Habertürk
    Takipde Kalın!
      Günlük gelişmeleri takip edebilmek için habertürk uygulamasını indirin
        Haberler Röportajlar Aydın Kurtoğlu: "Köpek balıklarının olduğu bir havuz"

        HT MAGAZİN / Arif HÜR

        FOTOĞRAFLAR: Birkan SEMERCİ

        Geçtiğimiz günlerde ‘Hayırlı Günler’ adlı single’ı ile dinleyicileriyle buluşan Aydın Kurtoğlu müzik piyasasını bir havuza benzettiğini söyledi.

        MÜZİK sektörüne hızlı bir giriş yapan Cengiz Kurtoğlu’nun oğlu Aydın Kurtoğlu ile Osman Yağmurdereli Sanat Atölyesi’ndeki ofisinde buluştuk. Kendisiyle çıkardığı maksi single’ları, müzik camiasını, eski-yeni sanatçıların durumunu ve geleceğe yönelik hedeflerini konuştuk.

        Geçtiğimiz yaz çıkardığınız ‘Köle’ adlı maksi single’dan sonra bu kez ‘Hayırlı Günler’ adlı maksi single’ı çıkardınız. Geri dönüşler nasıl?

        ‘Köle’, ‘Yana Yana’ ve ‘Hayırlı Günler’ adlı şarkılarımıza gelen tepkilere baktığımız zaman beklentilerimiz doğrultusunda bir çıkış yaptığımızı söyleyebilirim. ‘Köle’nin bu kadar ses getirmesinde düzenlemeyi yapan Serkan Balkan’ın payı yadsınamaz. Şu an ‘Hayırlı Günler’, ‘Köle’ye oranla bir adım daha önde duruyor.

        Köle şarkısı Youtube’da 4 milyonun üzerinde tık aldı. Bu rakamı bekliyor muydunuz?

        4 milyonu beklemek ne kelime, daha fazlasını bile bekliyordum. Eğri oturup doğru konuşalım, şarkı gerçekten güzel. Normalde mütevazı bir insanım ama bu konuda mütevazı olamayacağım. İçerisinde barındırdığı sözler nedeniyle geleceğe kalacak cinsten olduğunu düşünüyorum.

        Bu gazla yeni bir çalışma gelebilir mi?

        Bir çalışmam piyasaya girdiği zaman zulada sakladığım diğer çalışmanın hazırlıklarına başlarım. Önden gitmeyi ve çalışkan olduğumu söyleyebilirim. Temmuz ayında ‘Köle’nin kıvamında tekli hareketli şarkı çıkaracağım. Sonbaharın başlarında ise slow ağırlıklı 4-5 şarkıdan oluşan bir maksi single çıkaracağız gibi duruyor.

        "MEZELİK BİR ADAM DEĞİLİM"

        Birçok insan sizin Cengiz Kurtoğlu’nun oğlu olduğunuzu bilmiyor...

        Şarkılarım biliniyor, tıklanıyor ama beni tanımayan o kadar çok insan var ki.

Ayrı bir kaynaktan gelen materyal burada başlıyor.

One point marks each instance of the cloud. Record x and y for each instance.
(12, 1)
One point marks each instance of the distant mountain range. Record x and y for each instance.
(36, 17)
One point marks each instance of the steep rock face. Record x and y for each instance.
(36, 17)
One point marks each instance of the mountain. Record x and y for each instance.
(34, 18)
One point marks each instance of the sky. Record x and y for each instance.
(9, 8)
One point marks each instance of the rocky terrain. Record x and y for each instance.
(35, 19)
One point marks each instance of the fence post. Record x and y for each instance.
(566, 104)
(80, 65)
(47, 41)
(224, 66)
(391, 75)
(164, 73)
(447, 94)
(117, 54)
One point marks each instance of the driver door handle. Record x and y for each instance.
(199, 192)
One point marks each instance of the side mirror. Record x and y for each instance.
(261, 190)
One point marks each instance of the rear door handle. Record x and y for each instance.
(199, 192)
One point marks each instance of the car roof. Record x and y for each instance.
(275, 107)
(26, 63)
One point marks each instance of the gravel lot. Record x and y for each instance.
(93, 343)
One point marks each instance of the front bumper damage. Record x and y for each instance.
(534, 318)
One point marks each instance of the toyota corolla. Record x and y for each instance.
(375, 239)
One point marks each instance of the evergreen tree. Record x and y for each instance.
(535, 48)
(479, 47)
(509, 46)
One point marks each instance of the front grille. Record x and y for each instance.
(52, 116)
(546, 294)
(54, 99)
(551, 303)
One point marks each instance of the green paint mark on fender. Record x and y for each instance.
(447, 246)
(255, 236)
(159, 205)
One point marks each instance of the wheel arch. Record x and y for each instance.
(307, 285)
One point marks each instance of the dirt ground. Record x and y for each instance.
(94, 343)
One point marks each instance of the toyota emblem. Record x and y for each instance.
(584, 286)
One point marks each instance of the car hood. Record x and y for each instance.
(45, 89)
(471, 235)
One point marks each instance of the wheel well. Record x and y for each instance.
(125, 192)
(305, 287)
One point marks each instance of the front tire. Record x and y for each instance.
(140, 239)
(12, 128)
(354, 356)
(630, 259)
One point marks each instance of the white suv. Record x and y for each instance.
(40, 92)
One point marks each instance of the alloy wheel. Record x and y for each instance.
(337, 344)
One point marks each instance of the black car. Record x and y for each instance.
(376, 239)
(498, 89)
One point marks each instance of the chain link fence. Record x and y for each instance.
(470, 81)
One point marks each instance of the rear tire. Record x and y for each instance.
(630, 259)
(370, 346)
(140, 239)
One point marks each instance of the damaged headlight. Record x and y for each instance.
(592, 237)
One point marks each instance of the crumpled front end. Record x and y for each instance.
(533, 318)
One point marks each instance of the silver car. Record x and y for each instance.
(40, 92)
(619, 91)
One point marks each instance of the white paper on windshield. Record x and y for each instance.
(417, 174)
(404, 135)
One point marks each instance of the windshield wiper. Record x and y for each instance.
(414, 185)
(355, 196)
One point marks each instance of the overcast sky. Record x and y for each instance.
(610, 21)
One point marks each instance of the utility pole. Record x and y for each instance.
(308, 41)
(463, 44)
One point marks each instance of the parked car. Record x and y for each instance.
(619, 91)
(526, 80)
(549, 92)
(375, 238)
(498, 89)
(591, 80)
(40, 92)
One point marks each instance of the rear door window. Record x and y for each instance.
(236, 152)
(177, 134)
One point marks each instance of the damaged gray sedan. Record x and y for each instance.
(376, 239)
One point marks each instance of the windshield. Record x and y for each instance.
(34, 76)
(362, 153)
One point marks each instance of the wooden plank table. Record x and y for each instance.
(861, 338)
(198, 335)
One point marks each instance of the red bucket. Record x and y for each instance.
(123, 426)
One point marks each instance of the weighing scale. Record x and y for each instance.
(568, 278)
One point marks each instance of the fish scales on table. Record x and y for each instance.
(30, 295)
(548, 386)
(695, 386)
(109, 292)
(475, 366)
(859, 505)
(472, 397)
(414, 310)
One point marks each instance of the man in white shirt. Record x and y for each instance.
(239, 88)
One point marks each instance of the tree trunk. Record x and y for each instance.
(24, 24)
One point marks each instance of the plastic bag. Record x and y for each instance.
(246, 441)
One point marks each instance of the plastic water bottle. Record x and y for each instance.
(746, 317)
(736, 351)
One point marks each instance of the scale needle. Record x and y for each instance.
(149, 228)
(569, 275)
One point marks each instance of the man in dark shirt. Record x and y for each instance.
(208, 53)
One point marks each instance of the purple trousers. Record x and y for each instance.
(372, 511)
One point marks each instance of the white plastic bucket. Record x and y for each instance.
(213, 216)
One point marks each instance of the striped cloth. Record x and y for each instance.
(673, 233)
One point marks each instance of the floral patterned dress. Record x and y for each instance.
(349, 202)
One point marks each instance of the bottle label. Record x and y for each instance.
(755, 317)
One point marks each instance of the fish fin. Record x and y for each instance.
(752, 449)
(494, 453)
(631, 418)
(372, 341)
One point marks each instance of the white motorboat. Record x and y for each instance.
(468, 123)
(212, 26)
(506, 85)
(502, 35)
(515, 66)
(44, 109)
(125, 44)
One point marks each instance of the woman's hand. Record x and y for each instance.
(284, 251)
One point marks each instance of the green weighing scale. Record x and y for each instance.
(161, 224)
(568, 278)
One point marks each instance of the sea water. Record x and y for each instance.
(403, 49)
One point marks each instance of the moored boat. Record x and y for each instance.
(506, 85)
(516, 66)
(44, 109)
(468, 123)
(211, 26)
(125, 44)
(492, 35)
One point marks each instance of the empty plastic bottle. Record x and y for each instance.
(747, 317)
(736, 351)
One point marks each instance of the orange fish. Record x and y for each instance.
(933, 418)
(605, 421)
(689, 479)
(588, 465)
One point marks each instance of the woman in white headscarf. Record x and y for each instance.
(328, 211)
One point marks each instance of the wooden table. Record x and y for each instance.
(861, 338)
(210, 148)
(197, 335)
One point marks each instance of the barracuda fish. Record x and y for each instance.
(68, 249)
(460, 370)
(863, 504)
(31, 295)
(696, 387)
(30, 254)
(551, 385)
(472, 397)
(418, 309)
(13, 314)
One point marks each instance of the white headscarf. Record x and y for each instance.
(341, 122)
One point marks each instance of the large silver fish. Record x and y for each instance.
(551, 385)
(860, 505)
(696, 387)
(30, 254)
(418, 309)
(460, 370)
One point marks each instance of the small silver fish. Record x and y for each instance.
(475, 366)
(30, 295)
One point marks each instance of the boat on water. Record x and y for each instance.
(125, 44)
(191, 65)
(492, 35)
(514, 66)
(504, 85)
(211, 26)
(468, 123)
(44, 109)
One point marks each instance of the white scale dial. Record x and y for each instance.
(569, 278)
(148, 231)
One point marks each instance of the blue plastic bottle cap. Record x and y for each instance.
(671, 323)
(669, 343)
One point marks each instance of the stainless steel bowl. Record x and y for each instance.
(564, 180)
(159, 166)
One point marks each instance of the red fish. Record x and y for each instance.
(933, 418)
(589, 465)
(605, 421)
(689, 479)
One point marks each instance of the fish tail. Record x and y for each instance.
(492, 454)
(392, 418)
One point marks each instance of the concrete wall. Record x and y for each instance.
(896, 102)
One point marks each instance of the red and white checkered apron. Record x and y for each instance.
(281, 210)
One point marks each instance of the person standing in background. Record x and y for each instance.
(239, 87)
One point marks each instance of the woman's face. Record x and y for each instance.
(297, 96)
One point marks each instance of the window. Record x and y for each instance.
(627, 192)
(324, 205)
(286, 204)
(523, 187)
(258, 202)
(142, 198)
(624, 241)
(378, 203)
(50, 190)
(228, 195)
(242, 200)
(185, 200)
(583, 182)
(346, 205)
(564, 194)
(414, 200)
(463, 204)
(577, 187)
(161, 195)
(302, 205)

Mesela bir televizyon programına katıldığım veya sokakta dolaştığım zaman adam bana “Köle şarkısı çok güzelmiş” diyor ama şarkıyı seslendirenin ben olduğunu bilmiyor.

        Neden böyle?

        Bunun ana nedeni çok fazla ekranlarda olmamam. Yeri geldiğinde ekranlara da çıkacağız ama daha çok müzisyenliğimle adımdan söz ettirme gayreti içerisindeyim. Bu müzik piyasasında bir yaptığınız iş konuşulur bir de yaptığın işi kimse bilmez ama tanınırsınız. Ben yaptığım işlerin konuşulmasından yanayım. Yaptığı iş belli olmadan konuşanlardan olmak hiç istemedim, istemem. Gerçek bir müzisyen yapığı işin milyonlarca kişiye ulaşmasını ister. Kendinin konuşulmasını ve reklamını da ikinci plana koyar. Zaten benim magazin basınına meze olacak bir tarafım yok. Mezelik bir adam değilim.

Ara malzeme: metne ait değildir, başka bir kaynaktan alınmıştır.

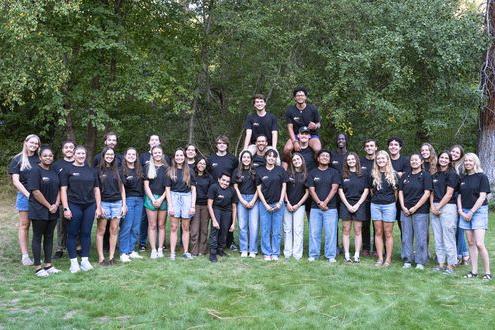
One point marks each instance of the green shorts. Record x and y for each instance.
(148, 204)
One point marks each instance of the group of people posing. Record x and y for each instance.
(207, 198)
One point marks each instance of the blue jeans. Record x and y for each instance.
(130, 225)
(271, 230)
(248, 226)
(327, 220)
(80, 225)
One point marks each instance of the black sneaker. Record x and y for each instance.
(58, 255)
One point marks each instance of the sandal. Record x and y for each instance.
(470, 275)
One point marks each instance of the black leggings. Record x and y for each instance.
(43, 229)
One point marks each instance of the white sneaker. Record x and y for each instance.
(135, 255)
(42, 273)
(26, 261)
(53, 270)
(74, 267)
(124, 258)
(86, 266)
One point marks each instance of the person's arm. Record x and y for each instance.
(19, 186)
(214, 221)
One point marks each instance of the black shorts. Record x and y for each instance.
(360, 214)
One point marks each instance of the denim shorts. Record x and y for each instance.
(181, 204)
(383, 212)
(149, 205)
(112, 210)
(21, 202)
(478, 221)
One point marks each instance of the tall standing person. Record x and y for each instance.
(81, 199)
(19, 169)
(44, 199)
(299, 115)
(472, 206)
(323, 183)
(60, 165)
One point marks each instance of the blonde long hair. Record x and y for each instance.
(24, 161)
(389, 171)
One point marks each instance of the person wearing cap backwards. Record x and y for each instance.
(299, 115)
(260, 123)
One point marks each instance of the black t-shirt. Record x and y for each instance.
(413, 187)
(470, 188)
(15, 167)
(222, 198)
(354, 186)
(261, 126)
(367, 165)
(157, 185)
(61, 165)
(97, 159)
(442, 180)
(219, 164)
(203, 183)
(309, 158)
(296, 187)
(322, 181)
(271, 182)
(179, 185)
(133, 183)
(302, 118)
(401, 164)
(246, 181)
(80, 182)
(386, 193)
(258, 161)
(144, 158)
(48, 183)
(337, 160)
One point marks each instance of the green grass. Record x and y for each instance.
(237, 293)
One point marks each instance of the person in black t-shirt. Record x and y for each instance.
(80, 196)
(19, 169)
(260, 123)
(353, 192)
(472, 205)
(223, 209)
(339, 155)
(299, 115)
(201, 218)
(414, 193)
(155, 174)
(295, 199)
(132, 179)
(323, 183)
(60, 165)
(180, 187)
(383, 185)
(367, 161)
(443, 212)
(43, 184)
(247, 206)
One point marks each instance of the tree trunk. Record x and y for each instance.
(486, 137)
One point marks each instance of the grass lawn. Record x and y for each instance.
(237, 292)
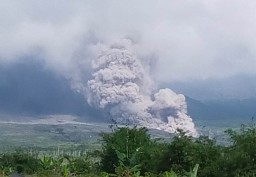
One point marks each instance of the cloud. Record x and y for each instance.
(190, 39)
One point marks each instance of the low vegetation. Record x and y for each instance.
(130, 152)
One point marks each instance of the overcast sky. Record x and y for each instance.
(188, 40)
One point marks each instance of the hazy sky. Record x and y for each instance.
(187, 40)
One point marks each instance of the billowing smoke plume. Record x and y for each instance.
(121, 87)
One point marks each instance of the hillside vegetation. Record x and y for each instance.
(130, 152)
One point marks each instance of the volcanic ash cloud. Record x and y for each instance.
(121, 87)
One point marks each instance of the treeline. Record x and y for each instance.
(130, 152)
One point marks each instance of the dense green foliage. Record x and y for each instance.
(130, 152)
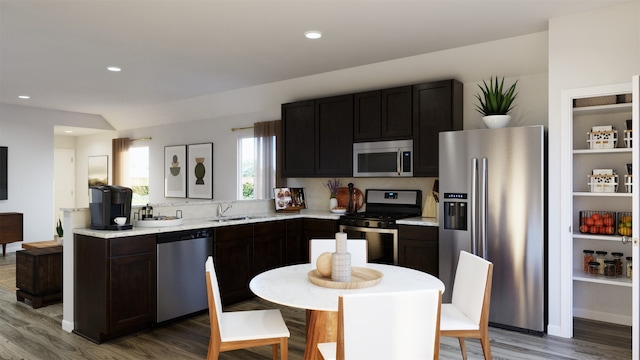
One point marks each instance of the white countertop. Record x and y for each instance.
(208, 222)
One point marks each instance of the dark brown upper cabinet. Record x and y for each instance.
(437, 106)
(318, 137)
(383, 115)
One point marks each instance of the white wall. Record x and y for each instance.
(590, 49)
(28, 133)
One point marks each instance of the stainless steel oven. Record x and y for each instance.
(382, 244)
(378, 224)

        Siz evlisiniz ama birçok kesim bunu da bilmiyor...

        Evli olduğumu söylemede bir beis görmüyorum. 4.5 yaşında bir oğlum var.

        Müziğe adım atmadan önce turizm sektöründeydiniz. Müzisyenliğe geçişte ‘Veliaht’ adlı ses yarışması sizin için bir kırılma mıydı?

        Oldum olası içimde müziğe karşı bir sevda vardı. Aslında müziğe doğuştan beri kaymıştım. Ancak babam ilk dönemlerde bu sektöre girmeme hiç sıcak bakmadı. Babam sektörün zorluklarını bildiği için onun sözlerine kulak astım ve bu sevdada diretmedim. İçimdeki müzik savaşı, ateşi bundan 3 yıl önce babamla katıldığımız Veliaht yarışmasında mutlu sonla noktalandı. Bu benim kariyerim açısından kırılma noktasıydı.

        ‘DESTEĞİ YOK KÖSTEĞİ VAR’

        Müziğe yönelerek ‘Babamın yardımıyla daha kolay köşeyi dönerim’ diye düşündünüz mü?

        Asla bu tarz bir düşünce içerisine girmedim. Tam tersine “Keşke babam hiç tanınmamış biri olsaydı da ben de öyle bu sektöre girseydim” dedim. Bu yorumuma, şarkılarıma ve ekibime güvenmekten kaynaklanıyor. Babamın üzerinden prim yapıp bir yerlere gelme düşüncem yok. Eğer olsa az önce dediğim gibi şarkıları söyleyenin kim olduğunun bilinmemesinin yanı sıra Cengiz Kurtoğlu’nun oğlu olduğum da bilinmiyor. Demek ki ben babamın yardımıyla, kudretiyle bir noktaya gelmemişim demektir.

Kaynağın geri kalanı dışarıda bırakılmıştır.